Our intimate relationships are enormously complex and varied. A commitment between two adults of whatever gender involves a great deal of trust and emotion. The core structure of our society rests on a bed of family stability that works best in the presence of a pair of parents. Screwing around with another hottie could be great fun and pleasureful, but knocks a leg out of the tribal chair that we sit upon. This one can cause a lot of bruising. “Look but don’t touch” might do the job here except it kinda messes with commandment #10.

        8. You shall not steal.

This is really just a copycat version of the You shall not murder commandment. It comes down to the Golden Rule, doesn’t it? Every religious and philosophical organization out there believes in the concept, “Do Unto Others As You Would Have Them Do Unto You”. Civilized groups know logically that a society that indulges in theft can’t move forward and think about anything other than guarding their refrigerators and Big-Screen TV’s. When I go to work in the morning, do I want the nagging thought to be, “I hope that chicken leg is still waiting for me when I get home”? Reminder to Self: Pay for the next Justin Bieber download!

thou_shalt_not_steal
        9. You shall not give false testimony against your neighbour.
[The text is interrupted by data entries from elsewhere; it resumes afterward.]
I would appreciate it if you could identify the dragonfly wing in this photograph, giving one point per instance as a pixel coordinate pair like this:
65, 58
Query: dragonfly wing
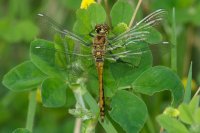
139, 32
130, 54
46, 20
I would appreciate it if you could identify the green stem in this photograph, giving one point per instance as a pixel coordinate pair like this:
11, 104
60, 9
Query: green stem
134, 13
174, 43
31, 110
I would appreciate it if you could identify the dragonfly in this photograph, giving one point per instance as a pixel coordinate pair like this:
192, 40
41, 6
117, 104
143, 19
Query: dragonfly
104, 47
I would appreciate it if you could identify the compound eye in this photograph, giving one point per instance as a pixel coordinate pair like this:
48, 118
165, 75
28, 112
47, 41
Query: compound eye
98, 29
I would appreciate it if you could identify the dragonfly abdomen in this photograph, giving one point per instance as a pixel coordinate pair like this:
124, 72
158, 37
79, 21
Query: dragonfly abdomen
99, 48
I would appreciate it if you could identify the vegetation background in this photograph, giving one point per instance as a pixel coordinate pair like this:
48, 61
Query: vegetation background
18, 27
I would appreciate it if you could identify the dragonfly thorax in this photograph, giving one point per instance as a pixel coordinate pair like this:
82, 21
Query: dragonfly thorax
99, 47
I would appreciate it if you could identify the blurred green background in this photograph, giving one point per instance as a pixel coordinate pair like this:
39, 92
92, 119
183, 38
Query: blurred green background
19, 26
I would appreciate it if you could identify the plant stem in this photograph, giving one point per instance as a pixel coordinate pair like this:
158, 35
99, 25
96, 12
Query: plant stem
31, 110
174, 43
135, 12
80, 102
99, 1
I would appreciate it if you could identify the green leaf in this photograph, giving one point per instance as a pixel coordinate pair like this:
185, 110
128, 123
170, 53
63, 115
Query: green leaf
72, 4
43, 55
154, 37
128, 111
172, 125
21, 130
158, 79
194, 103
124, 74
187, 95
87, 19
82, 24
53, 92
107, 125
121, 12
187, 112
23, 77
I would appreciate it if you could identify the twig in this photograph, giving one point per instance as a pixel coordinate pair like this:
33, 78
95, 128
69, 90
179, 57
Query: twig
135, 12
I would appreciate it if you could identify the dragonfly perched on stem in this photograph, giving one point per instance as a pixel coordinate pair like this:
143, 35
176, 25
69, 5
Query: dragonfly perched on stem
120, 48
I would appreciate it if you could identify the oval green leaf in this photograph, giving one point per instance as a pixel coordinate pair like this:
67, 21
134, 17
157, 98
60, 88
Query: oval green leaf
53, 92
43, 55
128, 111
121, 12
158, 79
23, 77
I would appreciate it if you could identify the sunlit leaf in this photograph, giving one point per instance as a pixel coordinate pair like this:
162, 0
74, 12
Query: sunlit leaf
121, 12
128, 111
43, 55
21, 130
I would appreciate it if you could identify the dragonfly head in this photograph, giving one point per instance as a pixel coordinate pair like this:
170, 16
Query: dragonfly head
102, 29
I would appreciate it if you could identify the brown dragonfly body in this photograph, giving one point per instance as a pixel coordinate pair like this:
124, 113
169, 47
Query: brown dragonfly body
102, 51
98, 50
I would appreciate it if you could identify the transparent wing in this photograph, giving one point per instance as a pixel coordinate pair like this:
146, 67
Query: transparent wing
52, 24
139, 32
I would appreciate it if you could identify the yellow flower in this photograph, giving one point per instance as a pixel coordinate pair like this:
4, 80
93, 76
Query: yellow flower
86, 3
194, 85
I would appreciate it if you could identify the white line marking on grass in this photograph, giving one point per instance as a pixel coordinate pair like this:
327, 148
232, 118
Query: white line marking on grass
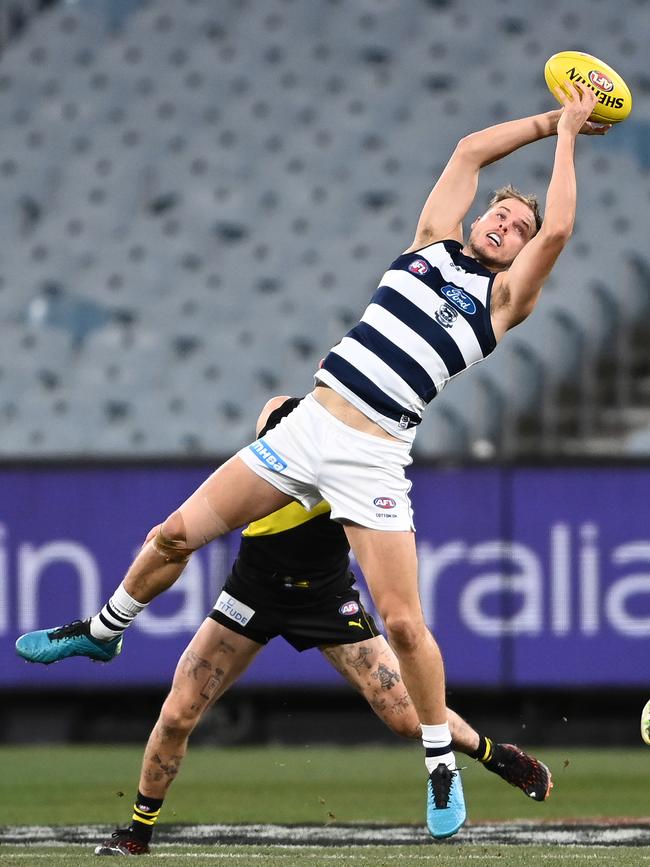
519, 833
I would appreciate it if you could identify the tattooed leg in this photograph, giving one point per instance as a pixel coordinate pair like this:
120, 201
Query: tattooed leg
372, 668
212, 662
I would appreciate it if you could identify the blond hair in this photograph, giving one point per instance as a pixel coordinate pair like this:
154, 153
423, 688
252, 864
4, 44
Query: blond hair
510, 192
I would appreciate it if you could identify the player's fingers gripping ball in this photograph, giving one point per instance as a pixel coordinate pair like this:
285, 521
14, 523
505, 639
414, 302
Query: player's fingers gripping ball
613, 97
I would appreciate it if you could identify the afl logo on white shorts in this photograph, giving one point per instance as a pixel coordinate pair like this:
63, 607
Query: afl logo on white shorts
419, 266
384, 502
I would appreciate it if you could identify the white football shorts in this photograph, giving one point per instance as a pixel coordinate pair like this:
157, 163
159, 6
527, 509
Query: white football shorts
312, 456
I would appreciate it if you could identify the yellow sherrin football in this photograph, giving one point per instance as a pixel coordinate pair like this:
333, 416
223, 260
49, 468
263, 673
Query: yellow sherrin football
614, 97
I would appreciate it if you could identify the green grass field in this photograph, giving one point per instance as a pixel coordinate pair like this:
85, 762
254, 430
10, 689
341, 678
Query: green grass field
322, 786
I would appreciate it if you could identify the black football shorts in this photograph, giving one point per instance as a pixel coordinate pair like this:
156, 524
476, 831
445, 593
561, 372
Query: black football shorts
261, 606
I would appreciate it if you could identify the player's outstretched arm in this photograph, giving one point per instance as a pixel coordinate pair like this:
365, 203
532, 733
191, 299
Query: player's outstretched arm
521, 284
454, 192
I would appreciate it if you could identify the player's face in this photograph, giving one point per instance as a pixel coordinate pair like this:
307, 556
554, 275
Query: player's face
498, 236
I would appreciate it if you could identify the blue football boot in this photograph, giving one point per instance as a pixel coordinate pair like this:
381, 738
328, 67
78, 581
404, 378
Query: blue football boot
445, 802
73, 639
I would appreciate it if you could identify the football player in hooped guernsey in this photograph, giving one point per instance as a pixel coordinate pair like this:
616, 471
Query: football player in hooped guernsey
441, 307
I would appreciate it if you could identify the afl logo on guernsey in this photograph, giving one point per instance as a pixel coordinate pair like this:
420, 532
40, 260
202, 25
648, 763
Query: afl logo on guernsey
384, 502
419, 266
600, 80
459, 298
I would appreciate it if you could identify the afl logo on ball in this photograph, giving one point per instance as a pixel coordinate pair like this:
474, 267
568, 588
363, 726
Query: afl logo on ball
600, 80
384, 502
418, 266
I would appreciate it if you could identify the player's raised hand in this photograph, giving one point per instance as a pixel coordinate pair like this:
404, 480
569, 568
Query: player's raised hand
578, 103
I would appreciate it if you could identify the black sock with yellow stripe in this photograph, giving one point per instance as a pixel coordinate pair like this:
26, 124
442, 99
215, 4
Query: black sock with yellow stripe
145, 815
484, 751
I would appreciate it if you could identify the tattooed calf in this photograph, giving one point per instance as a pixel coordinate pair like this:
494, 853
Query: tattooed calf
387, 678
193, 664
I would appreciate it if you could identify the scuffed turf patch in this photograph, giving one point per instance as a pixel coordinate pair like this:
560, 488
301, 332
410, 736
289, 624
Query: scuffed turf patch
520, 833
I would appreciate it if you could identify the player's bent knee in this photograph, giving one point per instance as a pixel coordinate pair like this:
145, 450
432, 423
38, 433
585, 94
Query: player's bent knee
404, 633
178, 719
170, 540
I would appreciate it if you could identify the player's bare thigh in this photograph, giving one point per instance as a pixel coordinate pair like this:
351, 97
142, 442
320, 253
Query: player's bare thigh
232, 496
372, 668
213, 660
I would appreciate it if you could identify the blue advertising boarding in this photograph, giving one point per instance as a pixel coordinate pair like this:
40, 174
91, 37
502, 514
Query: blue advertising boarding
528, 576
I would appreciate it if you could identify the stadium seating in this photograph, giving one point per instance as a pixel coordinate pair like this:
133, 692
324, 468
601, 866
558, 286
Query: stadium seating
199, 199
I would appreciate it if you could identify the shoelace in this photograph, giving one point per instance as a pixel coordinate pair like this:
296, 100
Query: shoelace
66, 631
441, 782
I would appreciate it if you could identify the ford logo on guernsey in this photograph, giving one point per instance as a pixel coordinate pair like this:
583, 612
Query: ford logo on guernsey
384, 502
266, 454
459, 298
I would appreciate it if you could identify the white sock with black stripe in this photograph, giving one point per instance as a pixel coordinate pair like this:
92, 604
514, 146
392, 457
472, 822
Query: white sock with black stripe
116, 615
437, 746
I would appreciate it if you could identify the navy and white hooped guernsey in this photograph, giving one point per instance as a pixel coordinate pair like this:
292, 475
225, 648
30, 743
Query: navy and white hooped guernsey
427, 322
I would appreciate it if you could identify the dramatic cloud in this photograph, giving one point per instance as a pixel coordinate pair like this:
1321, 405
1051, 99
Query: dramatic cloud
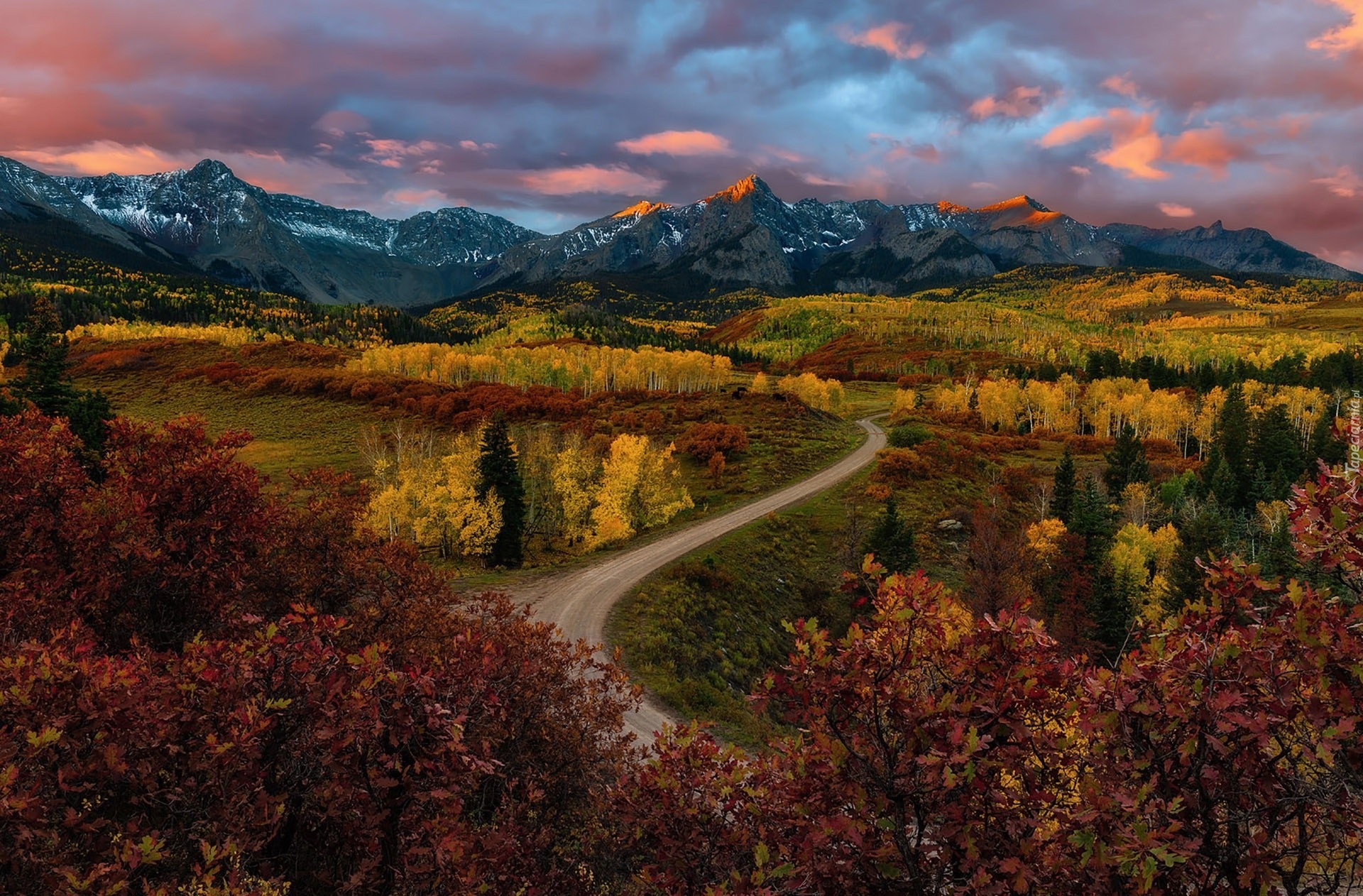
1343, 183
1020, 103
1345, 38
394, 153
102, 157
890, 38
1210, 149
1134, 145
678, 143
549, 114
1122, 85
615, 180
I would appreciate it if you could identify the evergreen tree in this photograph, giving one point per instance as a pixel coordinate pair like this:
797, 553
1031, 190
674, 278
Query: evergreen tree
1092, 518
1126, 463
1278, 557
1324, 445
892, 540
499, 474
1112, 613
1205, 532
1278, 448
1223, 487
1062, 501
44, 349
47, 379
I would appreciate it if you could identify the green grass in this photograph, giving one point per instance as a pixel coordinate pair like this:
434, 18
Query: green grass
699, 632
292, 432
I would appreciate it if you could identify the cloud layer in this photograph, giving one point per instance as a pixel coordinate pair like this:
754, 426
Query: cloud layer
1197, 109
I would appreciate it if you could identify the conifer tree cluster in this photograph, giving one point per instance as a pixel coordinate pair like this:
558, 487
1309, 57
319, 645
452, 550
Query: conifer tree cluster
47, 379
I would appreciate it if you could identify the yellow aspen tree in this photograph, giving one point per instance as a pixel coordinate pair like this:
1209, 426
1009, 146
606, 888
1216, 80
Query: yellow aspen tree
576, 484
640, 488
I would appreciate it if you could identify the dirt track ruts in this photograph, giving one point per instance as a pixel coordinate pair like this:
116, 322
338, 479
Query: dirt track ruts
579, 601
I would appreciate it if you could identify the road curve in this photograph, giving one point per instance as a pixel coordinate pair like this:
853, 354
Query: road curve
579, 602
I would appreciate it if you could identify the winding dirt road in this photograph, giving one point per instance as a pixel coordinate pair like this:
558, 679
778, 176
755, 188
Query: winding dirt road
579, 602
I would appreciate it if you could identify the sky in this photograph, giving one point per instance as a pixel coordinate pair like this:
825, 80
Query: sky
1159, 112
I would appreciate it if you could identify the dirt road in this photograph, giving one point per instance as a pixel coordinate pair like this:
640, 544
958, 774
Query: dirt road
579, 602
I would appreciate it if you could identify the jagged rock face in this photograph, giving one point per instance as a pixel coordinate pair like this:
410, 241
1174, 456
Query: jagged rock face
740, 236
1247, 250
238, 232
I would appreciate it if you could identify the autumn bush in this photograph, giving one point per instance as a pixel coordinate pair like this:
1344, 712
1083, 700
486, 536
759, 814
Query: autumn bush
706, 439
212, 681
209, 682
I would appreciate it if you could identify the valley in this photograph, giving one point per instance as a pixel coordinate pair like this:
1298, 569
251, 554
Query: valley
691, 531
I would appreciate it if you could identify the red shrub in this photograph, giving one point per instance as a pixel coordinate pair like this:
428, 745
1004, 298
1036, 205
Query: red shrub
704, 441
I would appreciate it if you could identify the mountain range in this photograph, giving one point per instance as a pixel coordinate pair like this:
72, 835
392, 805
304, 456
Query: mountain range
210, 222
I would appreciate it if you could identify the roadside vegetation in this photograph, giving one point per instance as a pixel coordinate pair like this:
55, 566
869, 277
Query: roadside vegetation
1092, 621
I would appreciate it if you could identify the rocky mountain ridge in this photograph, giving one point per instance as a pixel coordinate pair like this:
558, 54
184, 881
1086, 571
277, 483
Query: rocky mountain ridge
745, 236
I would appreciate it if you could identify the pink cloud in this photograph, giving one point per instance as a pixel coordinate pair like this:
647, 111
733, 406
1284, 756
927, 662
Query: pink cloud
1345, 38
678, 143
900, 151
579, 179
890, 38
1122, 85
1343, 183
784, 155
1020, 103
102, 157
392, 153
341, 121
1134, 146
1210, 149
423, 198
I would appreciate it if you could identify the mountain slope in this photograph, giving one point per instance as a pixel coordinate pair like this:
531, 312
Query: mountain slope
745, 236
240, 234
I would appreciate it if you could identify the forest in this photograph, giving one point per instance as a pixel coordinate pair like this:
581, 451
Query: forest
1090, 622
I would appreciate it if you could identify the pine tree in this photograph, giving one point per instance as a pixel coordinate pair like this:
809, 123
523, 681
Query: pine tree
1223, 487
1278, 448
1062, 501
1126, 463
1205, 532
499, 474
1112, 611
1092, 518
47, 379
1324, 445
892, 540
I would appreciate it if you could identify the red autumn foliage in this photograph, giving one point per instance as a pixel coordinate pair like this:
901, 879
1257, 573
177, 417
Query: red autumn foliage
167, 719
210, 684
934, 755
704, 441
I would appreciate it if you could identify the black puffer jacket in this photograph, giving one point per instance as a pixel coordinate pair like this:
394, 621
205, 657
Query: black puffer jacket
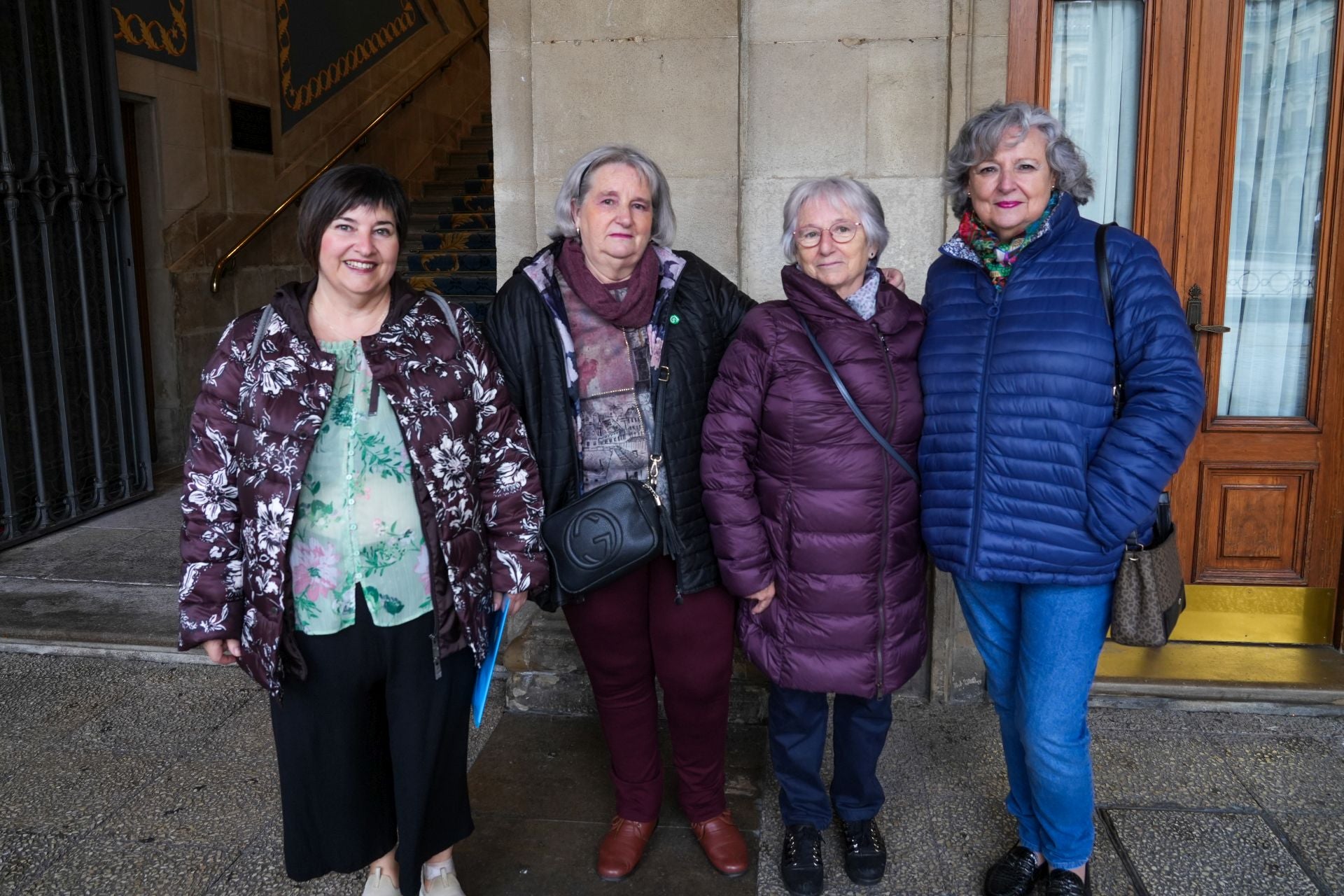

Simply put, “DON’T LIE”. This commandment needs a touch of interpretation, in my view. Many lies are hurtful or injurious to those we love, and just as often to those we have no use for. Our court systems are jammed to the rafters dealing with this commandment. When I tell the National Enquirer that I had amazing hot sex with Britney Spears (this may or may not be a lie!) and they spread the good news to the world at large, Britney has a right to be pissed off with me. Apparently her latest boyfriend or husband thought he was her one-and-only. He gets mad and sues her for millions of bucks for hurt feelings and loss of reputation. MY LIE…MY BAD!

But, when Britney asks me if I think her ass looks good in those jeans, I’m going to be the first (and for sure not the last) to break this commandment. Break this commandment judiciously or DIE young, I’m afraid! God didn’t think the consequences through fully here or hasn’t had ANY lasting relationships.

I absolutely love your new hairstyle Britney...

I absolutely love your new hairstyle Britney…

       10. You shall not covet your neighbour’s house. You shall not covet your neighbour’s wife, or his male or female servant, his ox or donkey, or anything that belongs to your neighbour.

Most of us are pretty susceptible to this covetness stuff, and all the advertisers know it. Billions of bucks are spent every year on Super Bowl and World Cup advertising to play into our weaknesses on wanting what our neighbour has. Is the Apple iPhone so much better than all of its competitors (well, probably yes) that we’re willing to pay a big ransom…OR….could it just be that maybe we want to be cool like Candace or John at work? I’m not sure about wanting someone else’s ox or donkey, I can make a big enough Ass of myself without taking someone else’s.

10 Commandments

The Ten Commandments are not a bad basic set of rules to govern human existence. It could probably use some updating and bits of revision, but all in all, not too shabby.

My old friend Lionel was a good man with a heart of gold and a list of commandments to keep him on the straight and narrow. But do we really need a list of rights and wrongs from on high? The list IS valuable, but these are values we humans could figure out, accept, and follow for ourselves. Still, even when we know the good from the bad, we get our fingers caught in the cookie jar over and over again.

We’re human.

We try our best.

Sometimes we succeed, sometimes we fail.

Even if Moses came down from Mount Sinai to give ME the hows and whys of being a good person, I like to think I could figure it out all by myself!